Ce fut le commodore anglais qui répondit. M. de Schnack, dit-il en substance, avait tort de s’émouvoir. Les commandants des bâtiments en rade se conformaient simplement aux ordres de leurs Amirautés respectives. Il ne leur appartenait, ni de discuter, ni d’interpréter ces ordres, mais seulement de les exécuter. On présumait, toutefois, que le débarquement international n’avait d’autre but que le maintien de l’ordre, en présence d’une affluence de curieux fort importante en réalité, mais qui avait sans doute été prévue plus importante encore. Pour le surplus, M. de Schnack devait être tranquille. La question était à l’étude, et les droits de chacun seraient incontestablement respectés.

«Très exact, approuva le commandant français.

– Puisque tous les droits seront respectés, je pourrai donc défendre les miens, s’écria tout à coup un personnage en intervenant sans façon dans la discussion.

– A qui ai-je l’honneur?… interrogea le commodore.

– Mr Dean Forsyth, astronome, à Whaston, le véritable père et légitime propriétaire du bolide, répondit l’interrupteur avec importance, tandis que M. de Schnack haussait légèrement les épaules.

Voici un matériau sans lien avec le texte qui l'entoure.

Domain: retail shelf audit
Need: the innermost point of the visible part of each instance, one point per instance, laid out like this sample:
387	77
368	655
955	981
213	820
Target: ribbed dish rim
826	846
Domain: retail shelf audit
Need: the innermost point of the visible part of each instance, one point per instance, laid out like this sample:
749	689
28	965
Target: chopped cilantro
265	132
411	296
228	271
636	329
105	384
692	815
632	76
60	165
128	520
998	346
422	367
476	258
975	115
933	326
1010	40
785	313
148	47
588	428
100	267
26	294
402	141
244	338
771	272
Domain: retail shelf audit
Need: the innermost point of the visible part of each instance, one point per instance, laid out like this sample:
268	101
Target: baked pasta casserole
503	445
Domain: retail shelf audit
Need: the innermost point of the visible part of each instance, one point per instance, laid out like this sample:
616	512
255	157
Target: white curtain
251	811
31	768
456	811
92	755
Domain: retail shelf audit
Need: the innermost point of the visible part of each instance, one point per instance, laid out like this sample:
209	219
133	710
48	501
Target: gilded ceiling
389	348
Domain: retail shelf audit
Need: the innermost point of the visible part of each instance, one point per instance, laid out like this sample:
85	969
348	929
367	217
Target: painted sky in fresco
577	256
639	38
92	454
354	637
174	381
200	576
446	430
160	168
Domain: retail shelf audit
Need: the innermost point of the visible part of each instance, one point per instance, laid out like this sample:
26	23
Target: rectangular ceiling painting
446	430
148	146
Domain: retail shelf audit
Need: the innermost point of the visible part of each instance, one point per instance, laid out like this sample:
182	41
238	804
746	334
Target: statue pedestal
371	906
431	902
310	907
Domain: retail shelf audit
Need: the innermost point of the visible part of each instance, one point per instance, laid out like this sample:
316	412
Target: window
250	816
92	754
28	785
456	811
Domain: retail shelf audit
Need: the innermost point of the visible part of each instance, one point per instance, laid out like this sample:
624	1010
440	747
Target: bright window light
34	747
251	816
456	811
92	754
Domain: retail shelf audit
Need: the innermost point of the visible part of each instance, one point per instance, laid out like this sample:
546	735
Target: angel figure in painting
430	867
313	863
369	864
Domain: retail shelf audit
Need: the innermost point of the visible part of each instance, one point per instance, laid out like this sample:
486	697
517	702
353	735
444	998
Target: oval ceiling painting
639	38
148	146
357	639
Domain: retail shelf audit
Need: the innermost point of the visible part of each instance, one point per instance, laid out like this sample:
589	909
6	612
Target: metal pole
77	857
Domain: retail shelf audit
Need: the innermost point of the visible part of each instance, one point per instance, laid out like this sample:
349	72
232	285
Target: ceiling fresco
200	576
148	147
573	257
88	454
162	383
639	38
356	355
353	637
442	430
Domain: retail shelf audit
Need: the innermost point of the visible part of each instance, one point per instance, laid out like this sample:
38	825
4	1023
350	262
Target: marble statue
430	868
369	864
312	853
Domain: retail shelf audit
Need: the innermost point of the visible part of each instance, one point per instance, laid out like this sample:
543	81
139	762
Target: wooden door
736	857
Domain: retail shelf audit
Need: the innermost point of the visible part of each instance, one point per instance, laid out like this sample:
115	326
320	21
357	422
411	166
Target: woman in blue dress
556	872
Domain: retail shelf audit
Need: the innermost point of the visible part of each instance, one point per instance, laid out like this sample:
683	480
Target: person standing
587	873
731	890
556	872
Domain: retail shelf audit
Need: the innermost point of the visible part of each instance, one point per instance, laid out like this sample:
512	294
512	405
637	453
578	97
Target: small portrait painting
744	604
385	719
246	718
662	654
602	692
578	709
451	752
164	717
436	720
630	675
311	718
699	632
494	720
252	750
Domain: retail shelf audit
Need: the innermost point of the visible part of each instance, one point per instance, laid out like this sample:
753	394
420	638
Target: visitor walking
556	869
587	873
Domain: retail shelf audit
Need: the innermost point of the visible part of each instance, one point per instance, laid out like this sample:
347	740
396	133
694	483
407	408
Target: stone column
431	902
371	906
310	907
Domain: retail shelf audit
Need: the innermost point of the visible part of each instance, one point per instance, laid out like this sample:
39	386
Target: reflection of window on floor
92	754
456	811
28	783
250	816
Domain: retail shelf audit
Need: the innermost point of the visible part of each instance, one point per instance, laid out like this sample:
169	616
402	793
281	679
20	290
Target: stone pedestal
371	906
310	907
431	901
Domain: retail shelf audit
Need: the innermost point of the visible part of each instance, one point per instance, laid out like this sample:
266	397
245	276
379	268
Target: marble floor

– Aoh! très bien! prononça le commodore. Je connais parfaitement votre nom, Mr Forsyth… Mais certainement, si vous avez des droits, pourquoi ne seriez-vous pas mis à même de les faire valoir?

– Des droits!… s’écria en ce moment un deuxième interrupteur. Alors, que dirai-je des miens? N’est-ce pas moi, moi seul, le docteur Sydney Hudelson, qui, le premier, ai signalé le météore à l’attention de l’univers?

– Vous!… protesta Mr Dean Forsyth, en se retournant comme s’il eût été piqué par une vipère.

– Moi.

– Un médicastre de faubourg prétendre à une telle découverte!

– Aussi bien qu’un ignorant de votre espèce.

– Un hâbleur qui ne sait même pas de quel côté on regarde dans une lunette!

– Un farceur qui n’a jamais vu un télescope!

– Ignorant, moi!…

– Moi, un médicastre!…

– Pas tellement ignorant que je ne sache démasquer un imposteur.

– Pas si médicastre que je ne trouve le moyen de confondre un voleur.

– C’en est trop! cria d’une voix étranglée Mr Dean Forsyth écumant. Prenez garde, Monsieur!»

Les deux rivaux, poings serrés, regards furibonds, se menaçaient du geste, et la scène eût probablement mal fini, si Francis et Jenny ne se fussent élancés entre les combattants.

«Mon oncle!… s’écriait Francis en maîtrisant Mr Dean Forsyth d’une main vigoureuse.

– Papa!… Je vous en supplie… Papa!… implorait Jenny toute en pleurs.

– Quels sont ces deux énergumènes? demanda à Mr Seth Stanfort, à côté duquel il se trouvait par hasard, Zéphyrin Xirdal, qui, à quelque distance, assistait à cette scène tragico-burlesque.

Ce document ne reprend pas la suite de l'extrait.